The BMC has decided the locations of Silence Zones in the city as per the international guidelines. If there has to be any relaxation in the law, it has to come from the government as the government itself has brought in the policy. The BMC gives permission for various functions in the city but if the guidelines are not fulfilled then the permissions are denied.

The 10 pm deadline and silence zones are surely affecting the city but it*s happening across all the cities. So many functions are now adapting to the norms and laws.
The laws are formulated to protect the rights of every citizen.
Vijay Singh Jadhav
Deputy Commissioner of Police (Head Quarters1)

The silence zones are mapped by the BMC and we are just following the law by stopping any kind of noise disturbances in the zones. The events can take place in open spaces but have to end before the 10 pm deadline. If they do not, the police follow the guidelines and book them under violation of law.
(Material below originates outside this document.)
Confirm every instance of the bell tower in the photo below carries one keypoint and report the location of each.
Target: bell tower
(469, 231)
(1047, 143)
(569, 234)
We have not received any application to carry out lavanis or tamashas at Rang Bhavan. If there are any in the future, we would not deny them.

As far as security is concerned, any festival in the city that attracts large amount of crowd should have its own security as well. The police do provide security to a limited extent, but by and large, it*s taken care off by the organisers of the event.

Brijesh Singh
Additional Commissioner of Police

The festivals and cultural programmes are for enjoyment and interaction, but they also cause huge congestion causing a lot of inconvenience to the residents of that area. Organisers should have a traffic management plan to combat the traffic issues. They should also have a plan for parking.
We do not block any roads and try to manage as much as we can so that the motorists do not have to face any inconvenience.

Uday Tatkare
Chief Fire Executive

The materials used at the venue are to be checked to avoid any problems at the event.
At present, the number of cultural concerts has gone down because establishing a show is expensive now as the cost of materials and other things has gone up.
Avinash Dhakne, Joint Managing Director, MTDC
I do not agree that the festivals are fading away. Only in the last two years, the security threats did not permit us to hold a few festivals and so they were cancelled at the last moment. We are trying all possible ways to save the culture and the cultural events. For every event we get over 200 applications from renowned artistes for participation. So nobody can say that people are not interested or do not want to participate.

BMC Commissioner Swadhin Kshatriya was unavailable for comment despite several attempts.

Ek Cutting!
Rang Bhavan

A haven for rock lovers, Rang Bhavan is an open-air theater that used to be a sought after destination for those who follow music. It is located in Fort and hosted live performances and rock concerts on a regular basis. Landmark music festivals such as Independence Rock, Jazz Yatra and numerous tamashas and lawanis used to be performed at Rang Bhavan till it was placed under a silence zone in 2003.

Lovers speak

Prahlad Kakkar, Socialite
The film industry is in Mumbai and there are so many people who earn a living out of these cultural shows. The laws are totally baseless and will drive these performers out of the city.
The government is anti-cultural and is coming up with innumerable norms to drive out all the festivals from the city. The government feels such programmes bring in anti-elements and disrupt the environment but by bringing up such rules, the government is ending the cultural atmosphere.

Sujeet Rammana, member of Bombay Rock Association
Rang Bhavan was a Mecca for rockers and all the rock-fans used to attend the concerts there. Many musicians and rock bands had established themselves there and such festivals can hardly be seen anywhere now. The city is losing its musical touch, as there is little exposure to live music for the younger generation because of such bans by the government.

Ruchita Tahiliani, an ex-student of KC College, who has attended the Kala Ghoda Festival a lot of times, said, "As students it was a place for showcasing talent and u00a0meeting new people and it*s really upsetting that the festival is not going to take place now."